STOCKHOLM (Reuters) - The Swedish government launched a fightback on Friday against U.S. drugmaker Pfizer’s (PFE.N) proposed takeover of AstraZeneca (AZN.L), which has half its roots and more than 5,000 staff in Sweden, highlighting the risks to jobs and science.
In an unusual move for the center-right government which favors an open economy, three ministers spoke out against the deal at a joint press conference, pointing to Pfizer’s history of job cuts after previous acquisitions.
The three - Finance Minister Anders Borg, Enterprise Minister Annie Loof and Education Minister Jan Bjorklund - said AstraZeneca’s shareholders should “seriously consider rejecting” Pfizer’s plan.
“We are saying that there are risks in terms of Swedish research, the entire life science cluster, and also potentially jobs in Sweden,” Borg said.
AstraZeneca, which was formed from an Anglo-Swedish merger 15 years ago, has rebuffed Pfizer’s current offer but the U.S. group is widely expected to return with a sweetened bid. AstraZeneca’s chief executive has not ruled out discussions at the right price.
Pfizer has given a five-year promise to have 20 percent of its research staff in Britain, where AstraZeneca has its headquarters, but it has not spelt out what this means in absolute numbers.
At the same time, the U.S. company has said that the overall research budget of a merged group would be lower than the sum of the two companies’ individual research budgets.
The numbers suggest Sweden is right to be worried.
Pfizer currently has around 11,000 staff working in research worldwide, while AstraZeneca has 9,000, and the two companies together employ 3,450 in Britain - 2,600 at AstraZeneca and 850 at Pfizer - representing 17.25 percent of the combined total.
But AstraZeneca plans to shed 400 research posts by 2016 as it moves to a new site in Cambridge, suggesting that research centers in Sweden and the United States will have to take a larger share of future job cuts if Pfizer is to hit its 20 percent target.
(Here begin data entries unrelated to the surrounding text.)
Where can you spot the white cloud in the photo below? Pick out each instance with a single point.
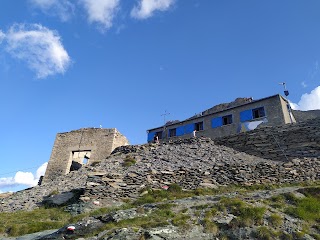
(64, 9)
(101, 12)
(309, 101)
(146, 8)
(23, 178)
(304, 84)
(39, 47)
(7, 182)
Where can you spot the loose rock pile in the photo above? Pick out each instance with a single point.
(191, 163)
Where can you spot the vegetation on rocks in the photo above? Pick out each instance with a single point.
(186, 209)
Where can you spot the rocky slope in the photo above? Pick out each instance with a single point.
(191, 163)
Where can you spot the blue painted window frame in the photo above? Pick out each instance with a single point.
(216, 122)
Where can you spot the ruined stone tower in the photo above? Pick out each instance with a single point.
(73, 149)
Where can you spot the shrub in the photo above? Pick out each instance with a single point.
(275, 220)
(307, 209)
(264, 233)
(175, 188)
(210, 227)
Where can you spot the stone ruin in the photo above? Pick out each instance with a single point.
(85, 146)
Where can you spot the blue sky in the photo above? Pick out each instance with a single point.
(69, 64)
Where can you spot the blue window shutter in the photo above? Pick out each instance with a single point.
(189, 128)
(246, 115)
(180, 131)
(151, 136)
(216, 122)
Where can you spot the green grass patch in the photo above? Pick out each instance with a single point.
(307, 209)
(275, 220)
(264, 233)
(247, 215)
(23, 222)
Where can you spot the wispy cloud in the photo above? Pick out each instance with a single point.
(63, 9)
(23, 178)
(39, 47)
(101, 12)
(308, 101)
(146, 8)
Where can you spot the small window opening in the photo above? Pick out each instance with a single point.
(258, 112)
(79, 158)
(159, 134)
(198, 126)
(172, 132)
(227, 120)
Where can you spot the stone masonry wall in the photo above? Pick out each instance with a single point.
(282, 143)
(99, 142)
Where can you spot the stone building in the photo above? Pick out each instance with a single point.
(226, 119)
(73, 149)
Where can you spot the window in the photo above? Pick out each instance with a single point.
(159, 134)
(172, 132)
(198, 126)
(258, 112)
(227, 120)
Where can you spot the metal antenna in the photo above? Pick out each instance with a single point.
(286, 93)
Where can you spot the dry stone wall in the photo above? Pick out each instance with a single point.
(191, 163)
(99, 143)
(282, 143)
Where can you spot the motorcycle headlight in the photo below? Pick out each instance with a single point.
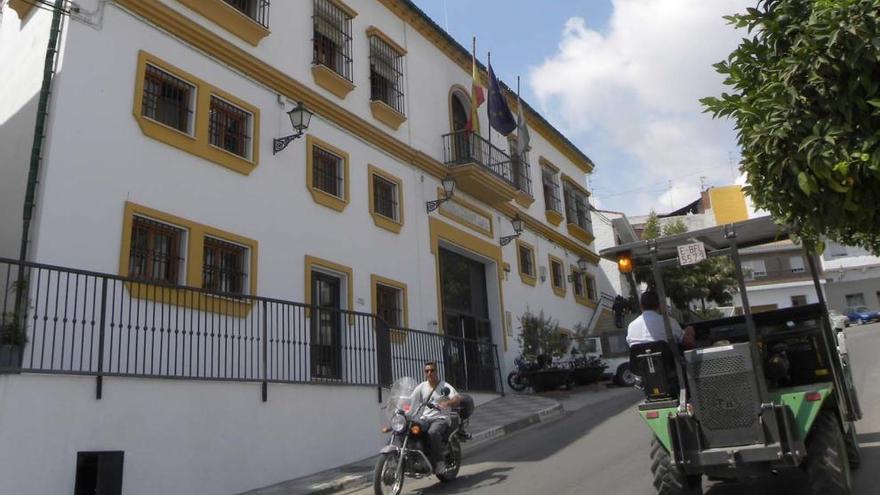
(398, 423)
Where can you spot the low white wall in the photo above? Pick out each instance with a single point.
(179, 436)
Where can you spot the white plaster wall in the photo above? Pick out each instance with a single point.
(22, 50)
(837, 290)
(429, 75)
(778, 294)
(179, 437)
(98, 167)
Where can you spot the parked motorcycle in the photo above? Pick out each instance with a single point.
(407, 452)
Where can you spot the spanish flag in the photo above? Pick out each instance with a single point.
(477, 97)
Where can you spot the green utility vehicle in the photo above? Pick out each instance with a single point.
(758, 394)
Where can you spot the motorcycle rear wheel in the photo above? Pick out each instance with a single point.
(516, 381)
(453, 462)
(387, 479)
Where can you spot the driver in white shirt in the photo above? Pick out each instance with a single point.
(649, 326)
(442, 397)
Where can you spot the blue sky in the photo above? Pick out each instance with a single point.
(621, 79)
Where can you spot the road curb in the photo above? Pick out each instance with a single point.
(500, 431)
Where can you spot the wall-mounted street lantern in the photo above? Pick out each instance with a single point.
(448, 190)
(300, 116)
(582, 268)
(517, 227)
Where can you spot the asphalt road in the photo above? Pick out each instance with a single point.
(603, 448)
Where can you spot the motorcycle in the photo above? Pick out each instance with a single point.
(407, 451)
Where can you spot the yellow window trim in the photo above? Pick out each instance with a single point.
(381, 220)
(387, 115)
(21, 7)
(198, 143)
(524, 199)
(554, 217)
(440, 230)
(579, 233)
(547, 163)
(321, 197)
(315, 262)
(458, 88)
(350, 12)
(527, 278)
(464, 204)
(584, 298)
(574, 184)
(222, 50)
(229, 18)
(374, 31)
(328, 79)
(559, 290)
(195, 245)
(397, 336)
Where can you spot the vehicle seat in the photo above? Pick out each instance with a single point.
(655, 364)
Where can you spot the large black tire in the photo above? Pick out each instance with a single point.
(384, 483)
(853, 452)
(624, 376)
(453, 462)
(827, 463)
(517, 381)
(668, 479)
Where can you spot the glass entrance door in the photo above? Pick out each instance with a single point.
(470, 362)
(326, 327)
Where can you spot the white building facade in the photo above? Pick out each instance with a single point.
(261, 282)
(852, 277)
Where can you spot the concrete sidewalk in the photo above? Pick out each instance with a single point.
(494, 419)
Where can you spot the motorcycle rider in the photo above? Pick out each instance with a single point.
(442, 397)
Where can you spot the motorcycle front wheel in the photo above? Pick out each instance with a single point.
(387, 478)
(453, 462)
(517, 381)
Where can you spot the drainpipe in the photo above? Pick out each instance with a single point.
(40, 128)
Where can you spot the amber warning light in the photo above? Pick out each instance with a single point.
(624, 262)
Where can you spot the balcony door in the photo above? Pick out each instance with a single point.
(326, 326)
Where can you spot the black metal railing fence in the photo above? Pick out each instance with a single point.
(81, 322)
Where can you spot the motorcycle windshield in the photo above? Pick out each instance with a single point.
(399, 397)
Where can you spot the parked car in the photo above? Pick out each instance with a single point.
(861, 315)
(612, 349)
(838, 321)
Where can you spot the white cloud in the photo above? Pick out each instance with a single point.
(631, 94)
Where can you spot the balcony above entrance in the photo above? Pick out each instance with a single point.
(483, 170)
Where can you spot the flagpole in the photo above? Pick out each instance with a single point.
(489, 108)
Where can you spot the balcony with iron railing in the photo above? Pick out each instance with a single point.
(257, 10)
(483, 170)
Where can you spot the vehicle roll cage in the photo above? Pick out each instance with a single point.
(721, 240)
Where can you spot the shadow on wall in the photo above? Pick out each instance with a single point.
(16, 141)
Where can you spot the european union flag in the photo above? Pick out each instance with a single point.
(500, 117)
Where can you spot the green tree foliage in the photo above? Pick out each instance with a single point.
(540, 335)
(712, 279)
(806, 103)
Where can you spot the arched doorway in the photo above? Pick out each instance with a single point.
(460, 110)
(460, 144)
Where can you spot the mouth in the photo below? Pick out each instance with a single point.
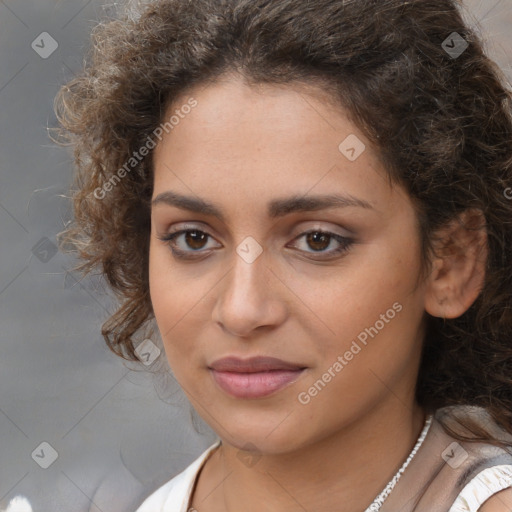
(256, 377)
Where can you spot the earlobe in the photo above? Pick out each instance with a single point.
(458, 273)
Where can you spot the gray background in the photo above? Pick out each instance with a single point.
(118, 431)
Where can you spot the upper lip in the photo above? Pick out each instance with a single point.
(252, 365)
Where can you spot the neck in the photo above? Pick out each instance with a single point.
(354, 464)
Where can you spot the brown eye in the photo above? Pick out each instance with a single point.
(195, 239)
(318, 240)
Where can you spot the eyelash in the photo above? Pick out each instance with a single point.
(345, 243)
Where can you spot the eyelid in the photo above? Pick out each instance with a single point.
(345, 243)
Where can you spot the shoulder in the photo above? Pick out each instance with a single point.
(489, 491)
(499, 502)
(174, 495)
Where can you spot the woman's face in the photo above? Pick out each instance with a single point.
(342, 306)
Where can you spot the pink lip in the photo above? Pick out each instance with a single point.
(255, 377)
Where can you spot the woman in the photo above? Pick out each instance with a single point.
(310, 200)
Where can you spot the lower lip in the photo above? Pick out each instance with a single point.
(254, 385)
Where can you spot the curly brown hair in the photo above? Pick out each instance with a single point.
(441, 122)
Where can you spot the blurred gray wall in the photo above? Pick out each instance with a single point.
(80, 430)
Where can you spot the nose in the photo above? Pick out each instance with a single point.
(249, 297)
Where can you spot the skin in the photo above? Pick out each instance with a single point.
(240, 148)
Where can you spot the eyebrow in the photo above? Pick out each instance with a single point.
(276, 208)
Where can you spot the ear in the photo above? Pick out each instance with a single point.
(458, 267)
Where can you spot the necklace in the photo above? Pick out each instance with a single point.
(379, 500)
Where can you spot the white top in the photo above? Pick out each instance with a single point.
(175, 494)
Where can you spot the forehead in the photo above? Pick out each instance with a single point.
(260, 141)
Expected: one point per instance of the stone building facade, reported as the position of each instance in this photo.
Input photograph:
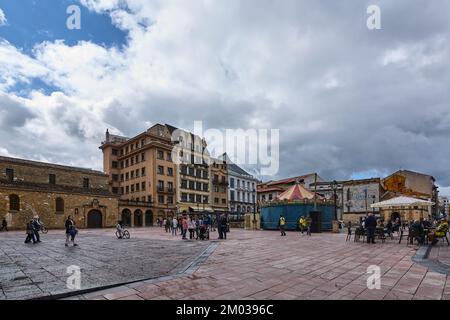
(52, 192)
(142, 173)
(358, 196)
(219, 192)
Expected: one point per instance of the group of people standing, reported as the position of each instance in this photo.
(303, 225)
(32, 230)
(197, 226)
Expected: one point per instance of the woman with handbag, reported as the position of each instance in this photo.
(71, 231)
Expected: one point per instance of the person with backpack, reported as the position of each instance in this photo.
(174, 226)
(282, 225)
(30, 232)
(4, 225)
(71, 231)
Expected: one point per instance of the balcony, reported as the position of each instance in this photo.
(166, 190)
(220, 182)
(135, 203)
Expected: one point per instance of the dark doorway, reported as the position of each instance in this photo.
(148, 218)
(94, 219)
(316, 221)
(126, 217)
(138, 218)
(395, 216)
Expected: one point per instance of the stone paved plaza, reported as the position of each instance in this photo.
(37, 270)
(263, 265)
(249, 265)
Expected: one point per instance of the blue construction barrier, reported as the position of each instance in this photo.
(270, 215)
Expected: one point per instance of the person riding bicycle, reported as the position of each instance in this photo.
(120, 229)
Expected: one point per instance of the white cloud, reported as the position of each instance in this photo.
(2, 18)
In Sweden, AstraZeneca employs 5,900 people, of whom 2,200 work in research and development (R&D), representing 25 percent of the independent company’s R&D total.
Borg and Bjorklund said they had spoken to the British government about their concerns that the deal was largely motivated by tax and cost cutting priorities. They also pointed to the experience of Pfizer buying Pharmacia, which led to big research cutbacks.
Sweden has in the past been reluctant to agree to European Union rules that would require public interest tests for business deals but Borg said Pfizer’s “semi-hostile bid” might force a rethink.
“Essentially, we want to retain an open regime, but at the same time, if you behave in the way that Pfizer is doing, then you undermine the legitimacy of that open regime,” he told reporters.
Borg, Prime Minister Fredrik Reinfeldt and opposition leader Stefan Lofven have previously expressed fears the $106 billion approach would lead to job losses in Sweden.
Borg, Loof and Bjorklund said in a signed opinion piece in the Wall Street Journal that the guarantees offered by Pfizer over retaining research and jobs in Europe were not sufficient.
“If there is no further clarity regarding the effects of Pfizer’s possible semi-hostile takeover of AstraZeneca, our conclusion ... is that AstraZeneca’s owners should seriously consider rejecting Pfizer’s proposal,” the ministers said.
“Pfizer’s potential takeover could be interpreted as a sign of short-term capitalism, which we believe is not in the interest of important life-science research in Sweden, in the UK or elsewhere.”
The ministers said that since 1999, Pfizer had acquired companies which together employed about 124,000 people. However, the net increase in its workforce since then was only around 25,000, meaning that nearly 100,000 employees had lost their jobs.
The U.S. company, which faced similar charges of ruthless cuts from British lawmakers this week, argued that such overall figures did not take account of businesses that had since been spun off. Pfizer also said AstraZeneca itself had reduced its British workforce by around 40 percent in the last few years.